There is a famous Theorem telling that:

For $n≥5$, $A_n$ is the only proper nontrivial normal subgroup of $S_n$.

For the proof, we firstly start with assuming a subgroup of $S_n$ which $1≠N⊲S_n$. We proceed until at the last part of proof's body, we assume $N∩A_n=\{1\}$. This assumption should be meet a contradiction with normality of $N$ in $S_n$. There; we get $N=\{1,\pi $} in which $\pi$ is an odd permutation of order $2$. Now for meeting desire inconsistency, I have two approaches:

(a) Since every normal subgroup, having two elements, lies in the center of $G$ so, our $N⊆ Z(S_n)=\{1\}$ for $n≥5$ and then $N=\{1\}$.

(b) Clearly, $1≠N$ acting on set $\Omega=\{1,2,...,n\}$ is intransitive wherein $|\Omega|≥5$ and according to the following Proposition $S_n$ would be imprimitive.

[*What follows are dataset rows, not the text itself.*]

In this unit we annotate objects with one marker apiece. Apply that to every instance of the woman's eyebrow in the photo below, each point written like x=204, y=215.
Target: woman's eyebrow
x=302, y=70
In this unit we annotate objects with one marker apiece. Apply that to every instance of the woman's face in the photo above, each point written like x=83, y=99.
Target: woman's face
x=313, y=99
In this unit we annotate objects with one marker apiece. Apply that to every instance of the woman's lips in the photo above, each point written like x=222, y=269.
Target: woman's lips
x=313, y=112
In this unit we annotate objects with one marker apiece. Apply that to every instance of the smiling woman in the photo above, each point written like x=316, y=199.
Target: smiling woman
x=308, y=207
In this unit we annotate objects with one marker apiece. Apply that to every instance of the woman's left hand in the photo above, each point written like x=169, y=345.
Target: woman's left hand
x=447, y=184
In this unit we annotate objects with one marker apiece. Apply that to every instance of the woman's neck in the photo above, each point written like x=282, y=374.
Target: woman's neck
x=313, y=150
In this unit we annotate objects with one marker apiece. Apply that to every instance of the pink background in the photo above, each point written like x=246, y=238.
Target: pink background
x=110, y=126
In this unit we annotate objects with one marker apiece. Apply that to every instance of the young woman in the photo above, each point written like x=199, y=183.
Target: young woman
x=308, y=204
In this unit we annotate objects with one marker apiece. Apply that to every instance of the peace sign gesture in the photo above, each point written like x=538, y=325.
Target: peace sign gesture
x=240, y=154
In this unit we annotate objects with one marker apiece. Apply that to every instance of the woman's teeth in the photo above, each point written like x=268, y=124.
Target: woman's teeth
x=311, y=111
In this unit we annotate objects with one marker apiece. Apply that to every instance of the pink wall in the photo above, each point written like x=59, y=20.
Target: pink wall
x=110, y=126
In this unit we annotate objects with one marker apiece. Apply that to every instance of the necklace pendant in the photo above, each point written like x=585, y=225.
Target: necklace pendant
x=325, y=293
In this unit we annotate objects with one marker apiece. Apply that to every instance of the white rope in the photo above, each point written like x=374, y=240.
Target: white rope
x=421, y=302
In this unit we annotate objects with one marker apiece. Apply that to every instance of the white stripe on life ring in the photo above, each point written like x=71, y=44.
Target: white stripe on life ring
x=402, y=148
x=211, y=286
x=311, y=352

Proposition 7.1: If the transitive group $G$ contains an intransitive normal subgroup different from $1$, then $G$ is imprimitive (Finite Permutation Groups by H.Wielandt).

May I ask if the second approach is valid? I am fond of knowing new approach if exists. Thanks.

Answer 1

You are almost there. Try to prove that $Z(S_n)= 1$ for all $n \geq 3$. Then if $N$ is non-trivial and normal, you assume $N \cap A_n = 1$. This implies $N \subseteq Z(S_n)$. Why? Because in general, if $N \unlhd G$ and $N \cap [G,G] = 1$ then $N \subseteq Z(G)$.
We conclude that the normal subgroup $N \cap A_n \neq 1$. At this point I assume that you know that $A_n$ is a simple group for $n \geq 5$. Hence $N \cap A_n = A_n$, so $A_n \subseteq N \subseteq S_n$. Since $index[S_n:A_n] = 2$, it follows that $N=A_n$ or $N=S_n$.